ひょっとしたら、その人の生化学的個性やその時々の状況に応じて、食べるべき糖質の量が異なるのかもしれない。
アメリカの正常分子医学の医師リチャード・カニンは、40年ほど前に「OCダイエット(至適糖質食餌法)」というアイデアを紹介している。
これは、自分の生化学的特質を知り、それを支えるための適切な栄養素を見つけ出す方法で、彼の言葉によれば「自分自身を知る」ことを具体化するアプローチだ。

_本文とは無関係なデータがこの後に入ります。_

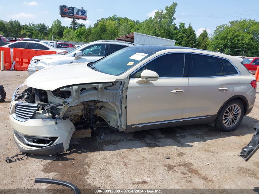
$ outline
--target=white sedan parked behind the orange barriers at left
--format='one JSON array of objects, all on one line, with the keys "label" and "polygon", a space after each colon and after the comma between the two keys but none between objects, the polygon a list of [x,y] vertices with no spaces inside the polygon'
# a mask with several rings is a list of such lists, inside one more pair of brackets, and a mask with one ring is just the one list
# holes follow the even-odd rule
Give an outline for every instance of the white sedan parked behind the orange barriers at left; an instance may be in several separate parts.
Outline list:
[{"label": "white sedan parked behind the orange barriers at left", "polygon": [[[10,44],[6,44],[2,47],[9,47],[11,52],[11,60],[13,62],[13,48],[26,48],[26,49],[34,49],[34,50],[48,50],[48,51],[57,51],[57,54],[65,54],[64,50],[59,50],[49,45],[40,42],[33,41],[16,41]],[[37,58],[37,56],[36,56]]]}]

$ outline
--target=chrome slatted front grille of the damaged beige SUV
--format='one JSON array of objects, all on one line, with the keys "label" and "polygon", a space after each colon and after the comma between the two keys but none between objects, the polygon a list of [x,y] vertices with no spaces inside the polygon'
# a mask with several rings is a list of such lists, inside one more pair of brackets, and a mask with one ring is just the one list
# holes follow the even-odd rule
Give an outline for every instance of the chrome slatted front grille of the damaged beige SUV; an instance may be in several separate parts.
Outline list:
[{"label": "chrome slatted front grille of the damaged beige SUV", "polygon": [[14,114],[23,119],[32,118],[33,114],[38,110],[38,104],[18,102],[15,105]]}]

アトキンス医師のダイエット法「栄養学的ケトーシス」からヒントを得たリチャード・カニンは、摂取糖質量を0に近づけ一旦ケートシス状態に導いた後、今度は1日の摂取糖質量を徐々に200gを超えるまで増やす方法を考えた。(ケトーシスの判定には、ケト・スティックなどのケトン試験紙を用いる)

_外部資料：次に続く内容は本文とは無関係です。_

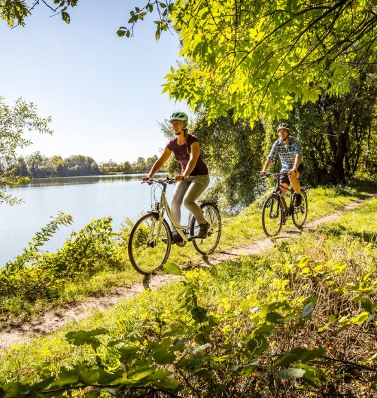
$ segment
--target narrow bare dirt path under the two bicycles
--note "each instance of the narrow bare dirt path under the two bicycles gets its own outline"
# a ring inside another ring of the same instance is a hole
[[[356,208],[364,201],[365,199],[359,199],[345,206],[339,212],[311,221],[306,224],[304,229],[313,229],[321,223],[332,221],[340,214]],[[284,238],[291,237],[292,234],[298,233],[297,229],[287,229],[287,227],[285,227],[285,229],[282,229],[282,234],[280,234],[277,240],[283,240]],[[195,265],[210,266],[225,260],[236,260],[241,255],[250,256],[252,254],[262,253],[272,246],[273,242],[270,239],[262,238],[252,242],[250,245],[237,247],[236,249],[230,249],[228,251],[219,251],[210,256],[210,258],[202,260]],[[60,327],[63,327],[69,323],[69,321],[80,321],[80,319],[84,319],[86,316],[89,316],[93,310],[104,311],[121,299],[132,299],[132,297],[142,293],[145,288],[156,290],[159,286],[167,284],[174,279],[177,279],[177,277],[164,273],[153,275],[152,277],[145,278],[143,282],[136,283],[129,287],[119,286],[113,288],[110,293],[104,297],[90,297],[82,303],[74,303],[71,306],[45,312],[45,314],[42,314],[38,319],[32,321],[1,325],[0,349],[23,343],[27,338],[51,333],[60,329]]]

つまり、こうした一連の流れの際に生じる心身の変化を観察し、もっとも体調がよい時の糖質量を「至適糖質量」と設定するのである。
(1976年に報告された、73人の鬱や不安障害などの患者に対する研究の時には、ケトーシスが生じるか生じないかのギリギリの臨界点における糖質量を至適としていた。)
この報告では、ケトン状態で改善したと回答した人は28パーセントであり、臨界摂取量で改善したと回答した人は68パーセント、臨界点とケトーシス状態のいずれかで改善がある人は82パーセントとされている。
一方で、60パーセントの人が、疲労感、吐き気、頭痛、動機など、何らかの副反応症状を訴えたが、ほとんどがカリウムなどのミネラルを補って改善した。
鬱や不安障害の人にとっては、おそらくはケトーシスかケトーシスが生じるか生じないかギリギリの糖質摂取量が改善のチャンスを高めるであろう。(内服している薬を自己判断で中止してはいけない。減薬は主治医の管理の下、ゆっくりと行わなければならない)
リチャード・カニンは、その後「至適糖質量」の定義をケトーシスが生じる臨界点から、自覚的に最も体調がよいと感じる量へと変更した。
糖尿病やメタボや精神症状など特殊な状況が無い場合、自分の体調がよいと感じる糖質摂取量を続けることは当然のことだろう。
しかし多くの人々にとって、現代の生活様式は常に糖質過剰に陥る危険をはらんでいる。
時々は自分の状態をチェックして、その時々の至適糖質量を知ることが必要だろう。